I have a very interesting problem on one of our servers. Over the last few days, the network speeds have gotten ridiculously slow. Downloads (wget) that normally saturate the port are now at about 10mbps. Downloads from servers that are still close in proximity to ours (i.e. LA, Phoenix, etc.) still saturate the port.

Sounded to me like a routing or network issue, but that isn't the case. There are no dropped packets, no packet loss, etc. Our DC checked the router and switch, and everything checks out fine. Other servers on the same switch are doing great.

To further confuse matters, they put the server into rescue mode, and speeds were normal. This indicates something on the server itself that might be causing this. I'm still going to ask the datacenter to replace the ethernet cable and try a different switch/port, but in the meantime...

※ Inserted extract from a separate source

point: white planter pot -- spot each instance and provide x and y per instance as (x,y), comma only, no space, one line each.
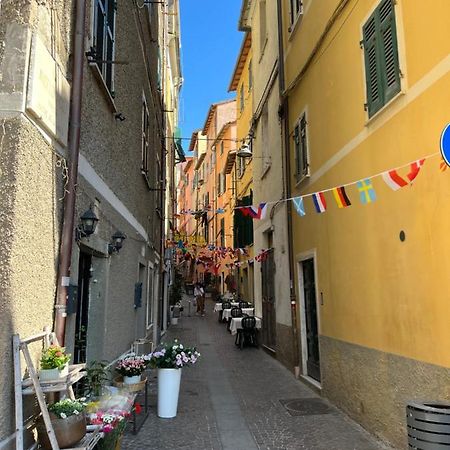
(53,374)
(168,391)
(132,380)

What the hell could be causing this? ha ha! I've exhausted pretty much every option short of reinstalling the OS, which I really don't want to do since there are clients on this server. I've run with/without firewall, flushed the iptables, turned iptables off, turned nat tracking off, reset the network card, you name it.

Anybody have any suggestions?
 
What OS?

Also is there a traphic grapher anywhere in the system that can show just your traffic? These days I leave a Cacti running that monitors incoming and outgoing bandwidth on my servers as reported by the nics so that I can spot abnormal spikes that could indicate trouble. Could even install it on the server itself if you don't have another location to monitor from, since it would still generate a graph of the network activity.
 
CentOS 5.8.

I do have bandwidth graphs from the port, but there is nothing unusual at all. Traffic levels are fairly low.
 
Default sysctl configuration may not help bursting you the full network potential sometimes. Have you tried tweaking your tcp memory using sysctl.conf file? As you say, your traffic levels are pretty low, this could be an issue. One other issue came in my mind is the IO wait. Do you see any significant IO wait while running the wget? If there is a high IO wait, that can potentially obstruct the network speed while running tools like wget.
 
No, nothing. Everything has been tweaked, no i/o wait. It's a fairly new and severely underloaded server. I've actually had 3 different admin teams look at this over the past week, plus my own, and nobody can find anything.

Unfortunately, it looks like a OS reinstall is in order.